Sandberg’s narrow focus doesn’t account for working mothers, writes Bridget Williams, senior vice president of business and audience development at Business Insider:
I wholeheartedly believe that those blessed with great talents and power can and should use their pedestal to push for change for those that can’t. But I think that what Sheryl legitimately sees and feels in her life is just too far afield from the reality of working women everywhere. By setting herself up as The Voice for keeping mothers in the workplace, but ignoring the issues that most working mothers are facing, she’s missing a much bigger opportunity. She is talking to a very small subset of women. Lean in, sit at the table, don’t check out. Yes, OK. Fine. But if she wants a broad audience, she needs to start talking about more substantive issues that affect a broad swath of working mothers.

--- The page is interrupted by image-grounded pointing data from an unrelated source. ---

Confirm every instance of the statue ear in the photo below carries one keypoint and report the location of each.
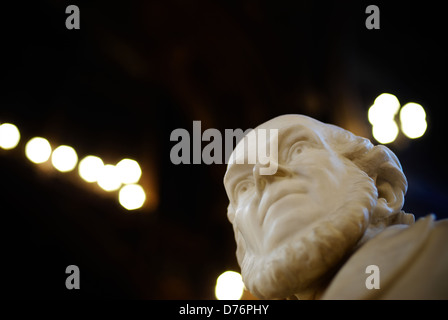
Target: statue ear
(389, 179)
(230, 213)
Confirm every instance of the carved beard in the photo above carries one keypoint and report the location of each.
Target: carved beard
(303, 262)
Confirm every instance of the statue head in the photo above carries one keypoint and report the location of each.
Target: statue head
(332, 191)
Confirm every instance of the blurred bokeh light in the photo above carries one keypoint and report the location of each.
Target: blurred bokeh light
(90, 167)
(229, 286)
(9, 136)
(38, 150)
(132, 196)
(64, 158)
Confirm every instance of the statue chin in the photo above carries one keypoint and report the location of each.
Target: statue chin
(300, 264)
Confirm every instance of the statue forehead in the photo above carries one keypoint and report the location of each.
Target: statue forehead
(288, 126)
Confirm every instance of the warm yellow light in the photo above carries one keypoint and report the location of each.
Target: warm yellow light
(129, 171)
(90, 167)
(109, 178)
(413, 120)
(385, 132)
(385, 107)
(132, 196)
(9, 136)
(229, 286)
(38, 150)
(64, 158)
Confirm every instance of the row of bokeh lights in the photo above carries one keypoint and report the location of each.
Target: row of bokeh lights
(383, 117)
(124, 176)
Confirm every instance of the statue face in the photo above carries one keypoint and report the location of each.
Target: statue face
(284, 223)
(310, 182)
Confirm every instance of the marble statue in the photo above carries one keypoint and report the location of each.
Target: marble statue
(332, 209)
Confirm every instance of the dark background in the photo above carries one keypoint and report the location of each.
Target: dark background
(137, 70)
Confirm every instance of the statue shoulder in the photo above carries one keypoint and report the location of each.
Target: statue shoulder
(411, 262)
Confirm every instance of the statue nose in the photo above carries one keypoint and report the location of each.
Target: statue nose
(261, 180)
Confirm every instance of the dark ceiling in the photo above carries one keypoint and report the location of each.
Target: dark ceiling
(137, 70)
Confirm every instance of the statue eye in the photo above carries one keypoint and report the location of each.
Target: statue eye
(243, 188)
(296, 149)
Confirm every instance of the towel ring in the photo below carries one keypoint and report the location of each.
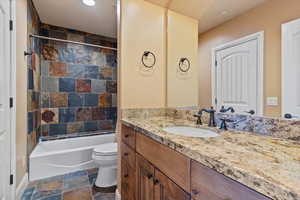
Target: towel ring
(145, 55)
(181, 65)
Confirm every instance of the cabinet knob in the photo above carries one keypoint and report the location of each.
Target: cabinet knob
(156, 181)
(195, 192)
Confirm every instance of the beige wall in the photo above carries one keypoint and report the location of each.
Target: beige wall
(182, 37)
(142, 29)
(268, 17)
(21, 98)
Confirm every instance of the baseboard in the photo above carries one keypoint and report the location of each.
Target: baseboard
(118, 196)
(22, 186)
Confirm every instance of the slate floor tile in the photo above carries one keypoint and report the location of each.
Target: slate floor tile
(46, 189)
(76, 182)
(104, 196)
(73, 186)
(82, 194)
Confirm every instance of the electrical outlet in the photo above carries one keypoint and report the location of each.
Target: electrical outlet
(272, 101)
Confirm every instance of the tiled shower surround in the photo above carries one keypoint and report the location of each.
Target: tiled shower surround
(78, 84)
(33, 85)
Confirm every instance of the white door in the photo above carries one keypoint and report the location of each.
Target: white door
(5, 150)
(291, 68)
(237, 79)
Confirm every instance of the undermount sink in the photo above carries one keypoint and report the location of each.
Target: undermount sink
(191, 132)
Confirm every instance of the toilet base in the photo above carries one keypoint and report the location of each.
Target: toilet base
(107, 177)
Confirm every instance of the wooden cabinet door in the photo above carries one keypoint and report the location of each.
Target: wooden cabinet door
(166, 189)
(127, 181)
(144, 179)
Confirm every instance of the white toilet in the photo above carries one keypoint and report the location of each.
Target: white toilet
(105, 156)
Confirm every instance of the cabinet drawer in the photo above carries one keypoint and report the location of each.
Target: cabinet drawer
(128, 155)
(128, 136)
(127, 181)
(175, 165)
(209, 184)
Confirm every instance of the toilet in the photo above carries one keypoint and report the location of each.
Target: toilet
(105, 156)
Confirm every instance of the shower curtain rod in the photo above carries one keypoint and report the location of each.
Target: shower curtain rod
(73, 42)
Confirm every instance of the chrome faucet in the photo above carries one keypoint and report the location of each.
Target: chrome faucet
(212, 121)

Not everyone takes a dim view of Sandberg, though. Opining for the Washington Post, Jessica Valenti writes:
The detractors underestimate how radical Sandberg’s messages are for a mainstream audience. When was the last time you heard someone with a platform as big as hers argue that women should insist that their partners do an equal share of domestic work and child care?

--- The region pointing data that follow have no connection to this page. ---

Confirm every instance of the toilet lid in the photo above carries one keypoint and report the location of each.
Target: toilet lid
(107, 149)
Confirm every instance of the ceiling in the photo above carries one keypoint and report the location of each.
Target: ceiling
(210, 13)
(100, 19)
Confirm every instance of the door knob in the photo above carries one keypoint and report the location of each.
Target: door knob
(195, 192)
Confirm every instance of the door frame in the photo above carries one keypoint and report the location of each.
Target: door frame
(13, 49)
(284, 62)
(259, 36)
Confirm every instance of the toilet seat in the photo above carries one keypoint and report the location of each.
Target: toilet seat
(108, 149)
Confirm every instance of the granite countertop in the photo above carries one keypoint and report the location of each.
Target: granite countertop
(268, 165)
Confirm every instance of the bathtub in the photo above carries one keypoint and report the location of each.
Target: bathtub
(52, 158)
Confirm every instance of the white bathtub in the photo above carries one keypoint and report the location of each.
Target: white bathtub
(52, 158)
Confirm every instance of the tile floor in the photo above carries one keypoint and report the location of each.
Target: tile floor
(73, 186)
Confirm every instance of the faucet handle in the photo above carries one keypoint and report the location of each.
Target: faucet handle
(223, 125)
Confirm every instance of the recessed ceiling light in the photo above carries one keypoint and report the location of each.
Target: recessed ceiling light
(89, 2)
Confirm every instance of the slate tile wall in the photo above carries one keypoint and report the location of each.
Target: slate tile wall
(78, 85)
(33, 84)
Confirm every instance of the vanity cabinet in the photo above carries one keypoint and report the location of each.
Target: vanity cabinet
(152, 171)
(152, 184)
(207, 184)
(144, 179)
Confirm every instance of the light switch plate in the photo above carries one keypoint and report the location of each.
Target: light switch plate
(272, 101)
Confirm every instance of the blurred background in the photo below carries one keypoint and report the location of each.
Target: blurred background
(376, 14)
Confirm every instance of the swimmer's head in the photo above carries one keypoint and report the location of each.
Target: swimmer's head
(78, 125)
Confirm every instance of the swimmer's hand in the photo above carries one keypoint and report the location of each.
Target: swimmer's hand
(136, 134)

The view that Sandberg is too rich and powerful to advise working women is shortsighted; it assumes that any sort of success is antithetical to feminism. The truth is, feminism could use a powerful ally. Here’s a nationally known woman calling herself a feminist, writing what will be a wildly popular book with feminist ideas, encouraging other women to be feminists. And we’re worried she has too much influence? That she’s too . . . ambitious?
And the Guardian’s Jill Filipovic argues that Sandberg deserves more credit:
Some of what Sandberg suggests is helpful to all women -- the basics of advocating for yourself, not backing away from opportunities you want because you think they'll be inconsistent with a family you don't yet have, feeling entitled to a seat at the table, expecting more from men. […] Women face very real barriers, men are given very real unearned benefits, and these are collective social problems. This isn't all in our heads, and it can't be fixed with an individual attitude adjustment. But on an individual level, we can take steps that both better our own lives and help pave the way for institutional changes. We do need to focus on our own completely logical but ultimately self-defeating internal responses to all the external cues we receive. Advocating for ourselves, taking risks and staying in the game may not always work out in exactly the way we want, but it's better than shrugging our shoulders and waiting for The System to change itself.